U.S. Secretary of State John Kerry meets China's top leaders on Saturday, April 13 in an effort to persuade them to exert pressure on North Korea to scale back its belligerent rhetoric and, eventually, return to nuclear talks, according to Reuters.
Travelling to Beijing for the first time as secretary of state, Kerry made no secret of his desire to see China take a more activist stance toward North Korea, which in recent weeks has threatened nuclear war against the United States.
As the North's main trading partner, financial backer and the closest thing it has to a diplomatic ally, China has a unique ability to use its leverage against the impoverished, isolated state, Kerry said in the South Korean capital Seoul late on Friday.
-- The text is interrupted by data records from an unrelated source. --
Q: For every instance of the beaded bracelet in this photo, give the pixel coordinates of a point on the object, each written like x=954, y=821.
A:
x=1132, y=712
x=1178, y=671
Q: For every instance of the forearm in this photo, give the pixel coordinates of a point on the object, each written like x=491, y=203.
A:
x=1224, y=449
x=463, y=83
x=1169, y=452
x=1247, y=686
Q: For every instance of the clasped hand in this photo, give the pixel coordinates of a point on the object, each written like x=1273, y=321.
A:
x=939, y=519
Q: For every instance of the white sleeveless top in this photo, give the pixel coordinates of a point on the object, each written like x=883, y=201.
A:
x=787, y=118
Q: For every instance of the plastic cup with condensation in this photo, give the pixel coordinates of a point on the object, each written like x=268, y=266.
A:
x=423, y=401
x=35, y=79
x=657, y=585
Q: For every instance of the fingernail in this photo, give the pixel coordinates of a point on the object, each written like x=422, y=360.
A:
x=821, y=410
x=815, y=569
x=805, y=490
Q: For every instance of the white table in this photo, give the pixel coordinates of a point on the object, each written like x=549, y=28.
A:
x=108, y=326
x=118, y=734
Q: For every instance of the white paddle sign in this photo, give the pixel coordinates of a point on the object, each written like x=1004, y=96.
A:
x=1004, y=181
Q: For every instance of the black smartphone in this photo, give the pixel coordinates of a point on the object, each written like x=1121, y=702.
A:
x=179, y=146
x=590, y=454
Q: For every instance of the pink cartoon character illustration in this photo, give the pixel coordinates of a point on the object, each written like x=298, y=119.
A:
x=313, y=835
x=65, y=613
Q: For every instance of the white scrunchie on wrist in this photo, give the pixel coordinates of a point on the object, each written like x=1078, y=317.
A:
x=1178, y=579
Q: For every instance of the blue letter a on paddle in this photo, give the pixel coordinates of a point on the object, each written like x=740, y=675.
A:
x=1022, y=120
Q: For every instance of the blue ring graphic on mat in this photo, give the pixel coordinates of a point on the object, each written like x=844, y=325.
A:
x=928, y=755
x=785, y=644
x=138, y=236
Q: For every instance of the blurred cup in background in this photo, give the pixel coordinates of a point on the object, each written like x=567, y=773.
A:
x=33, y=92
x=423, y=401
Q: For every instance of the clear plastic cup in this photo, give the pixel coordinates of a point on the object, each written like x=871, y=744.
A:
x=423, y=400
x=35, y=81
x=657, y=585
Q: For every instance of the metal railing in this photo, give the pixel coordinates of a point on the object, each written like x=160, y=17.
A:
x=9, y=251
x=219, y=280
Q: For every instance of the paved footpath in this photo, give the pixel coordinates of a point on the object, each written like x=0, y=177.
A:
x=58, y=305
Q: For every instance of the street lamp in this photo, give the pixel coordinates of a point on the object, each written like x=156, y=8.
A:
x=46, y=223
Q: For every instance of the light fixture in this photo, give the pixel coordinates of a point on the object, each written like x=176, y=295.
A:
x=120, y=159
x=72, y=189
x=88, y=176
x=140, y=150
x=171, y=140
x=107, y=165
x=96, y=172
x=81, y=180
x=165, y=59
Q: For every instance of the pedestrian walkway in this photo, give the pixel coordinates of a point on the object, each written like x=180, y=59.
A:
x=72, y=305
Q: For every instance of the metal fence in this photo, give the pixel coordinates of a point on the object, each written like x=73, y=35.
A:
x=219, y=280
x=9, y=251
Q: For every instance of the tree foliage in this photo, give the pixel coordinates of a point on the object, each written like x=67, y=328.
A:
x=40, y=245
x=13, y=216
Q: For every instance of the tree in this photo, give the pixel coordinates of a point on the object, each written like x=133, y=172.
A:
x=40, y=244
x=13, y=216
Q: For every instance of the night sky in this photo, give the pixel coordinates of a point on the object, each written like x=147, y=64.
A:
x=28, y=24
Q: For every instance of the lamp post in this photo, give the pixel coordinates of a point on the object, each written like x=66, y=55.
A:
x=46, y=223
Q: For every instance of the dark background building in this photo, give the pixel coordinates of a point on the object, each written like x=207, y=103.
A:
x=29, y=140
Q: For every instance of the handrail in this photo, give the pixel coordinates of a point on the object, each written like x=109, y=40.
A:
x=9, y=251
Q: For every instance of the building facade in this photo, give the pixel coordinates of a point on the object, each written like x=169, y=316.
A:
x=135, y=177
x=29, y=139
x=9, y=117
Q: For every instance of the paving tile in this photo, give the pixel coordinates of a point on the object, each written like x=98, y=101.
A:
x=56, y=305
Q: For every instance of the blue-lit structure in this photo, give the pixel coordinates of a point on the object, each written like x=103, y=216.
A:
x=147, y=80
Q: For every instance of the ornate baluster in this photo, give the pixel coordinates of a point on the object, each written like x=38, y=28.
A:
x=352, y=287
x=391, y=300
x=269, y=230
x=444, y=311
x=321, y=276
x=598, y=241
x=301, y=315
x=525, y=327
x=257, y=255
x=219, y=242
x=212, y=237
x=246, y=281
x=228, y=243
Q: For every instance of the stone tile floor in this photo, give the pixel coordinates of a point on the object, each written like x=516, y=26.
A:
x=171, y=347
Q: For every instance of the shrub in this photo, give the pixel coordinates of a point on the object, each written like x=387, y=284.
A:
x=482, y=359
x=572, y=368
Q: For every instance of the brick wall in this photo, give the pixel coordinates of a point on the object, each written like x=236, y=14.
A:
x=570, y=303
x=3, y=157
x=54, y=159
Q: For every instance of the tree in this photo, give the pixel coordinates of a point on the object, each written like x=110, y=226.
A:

"There is no group of leaders on the face of the planet who have more capacity to make a difference in this than the Chinese, and everybody knows it, including, I believe, them," Kerry told U.S. executives.
"They want to see us try to reach an amicable resolution to this," he said. "But you have to begin with a reality, and the reality is that if your policy is denuclearization – and it is theirs as it is ours as it is everybody's except the North's at this moment – if that's your policy, you've got to put some teeth into it," he said.
Kerry is scheduled to see the top echelon of China's leadership on Saturday, including President Xi Jinping, Premier Li Keqiang and State Councilor Yang Jiechi, China's top diplomat who outranks Foreign Minister Wang Yi.